Note: All analyses were conducted using Spearman's correlation and nonparametric partial correlation tests for sex and age‐adjusting. Table shows the spearman rank correlation coefficient (rho) and p‐values. Statistical significance was defined as p‐value < 0.05, with significant values highlighted in bold.

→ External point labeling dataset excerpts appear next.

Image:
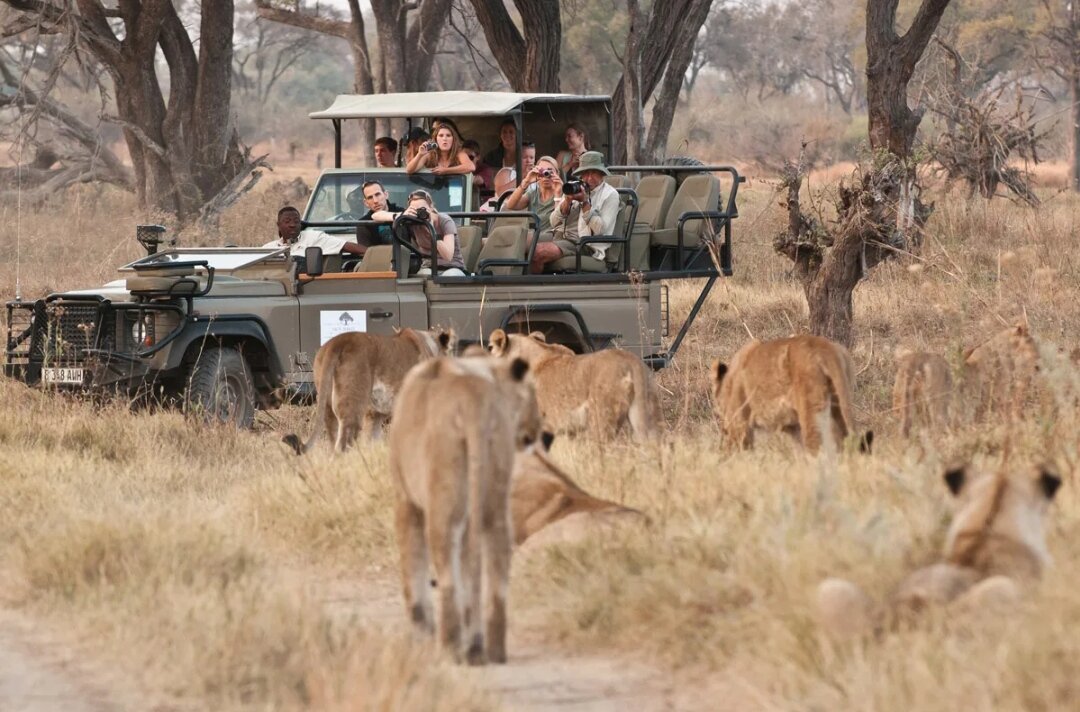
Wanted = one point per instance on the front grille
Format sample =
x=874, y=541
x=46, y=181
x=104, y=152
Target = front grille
x=71, y=327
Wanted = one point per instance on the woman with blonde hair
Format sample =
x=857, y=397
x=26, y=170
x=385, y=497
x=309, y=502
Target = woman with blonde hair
x=577, y=143
x=443, y=155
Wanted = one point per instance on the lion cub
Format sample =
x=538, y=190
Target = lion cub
x=794, y=384
x=543, y=495
x=1001, y=372
x=922, y=389
x=995, y=542
x=358, y=376
x=456, y=428
x=595, y=392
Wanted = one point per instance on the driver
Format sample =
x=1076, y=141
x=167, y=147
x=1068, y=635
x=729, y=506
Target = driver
x=289, y=236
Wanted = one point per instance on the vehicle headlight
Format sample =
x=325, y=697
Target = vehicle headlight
x=143, y=332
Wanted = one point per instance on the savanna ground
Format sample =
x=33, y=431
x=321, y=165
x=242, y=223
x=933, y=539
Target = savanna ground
x=198, y=567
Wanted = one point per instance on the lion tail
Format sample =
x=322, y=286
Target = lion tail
x=324, y=394
x=644, y=404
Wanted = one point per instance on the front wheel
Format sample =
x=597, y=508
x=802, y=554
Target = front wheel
x=220, y=388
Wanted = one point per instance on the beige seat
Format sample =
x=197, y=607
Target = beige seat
x=378, y=258
x=612, y=257
x=655, y=193
x=698, y=192
x=470, y=237
x=503, y=252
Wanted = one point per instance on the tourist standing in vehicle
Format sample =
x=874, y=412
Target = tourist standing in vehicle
x=577, y=143
x=289, y=236
x=591, y=211
x=442, y=156
x=539, y=191
x=421, y=205
x=413, y=140
x=505, y=155
x=386, y=152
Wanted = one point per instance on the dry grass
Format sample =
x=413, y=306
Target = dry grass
x=187, y=556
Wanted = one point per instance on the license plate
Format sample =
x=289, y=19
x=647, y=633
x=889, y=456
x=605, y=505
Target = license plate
x=63, y=375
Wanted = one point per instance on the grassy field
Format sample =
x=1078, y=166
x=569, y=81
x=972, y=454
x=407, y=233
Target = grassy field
x=192, y=560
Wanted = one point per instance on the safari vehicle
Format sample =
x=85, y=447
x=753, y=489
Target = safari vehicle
x=226, y=331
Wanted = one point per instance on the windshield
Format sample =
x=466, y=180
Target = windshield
x=225, y=259
x=329, y=202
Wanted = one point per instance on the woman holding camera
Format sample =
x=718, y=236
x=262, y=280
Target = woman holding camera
x=539, y=191
x=442, y=156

Abbreviations: cUHDRS, Composite Unified Huntington Disease Rating Scale; SWRT, Stroop Word Reading Test; SDMT, Symbol Digit Modality Test; TFC, total functional capacity; UHDRS_TMS, Unified Huntington Disease Rating Scale‐Total Motor Score.

4. DISCUSSION

In HD, the identification of early molecular alterations in premanifest individuals, occurring before the motor‐based clinical diagnosis is of outmost importance, as it provides an opportunity to monitor disease progression and achieve clinical management of the patients in an individual manner. Biofluid sRNAs are a promising source of early biomarkers since their expression levels are highly sensitive to physiological and pathological changes. In HD this is reinforced by the fact that sRNAs are profoundly altered in the brain and these perturbations have been directly linked to HD pathogenesis (Creus‐Muncunill et al., 2021; Langfelder et al., 2018; Martí et al., 2010). Thus, in addition to clinical measures, sRNA profiling offers opportunities for the direct quantification of pathobiological processes at the molecular level. In the present study, we have deeply analyzed sRNA profiles in plasma subfractions and uncovered specific EVs‐sRNAs as potential markers to monitor premanifest changes.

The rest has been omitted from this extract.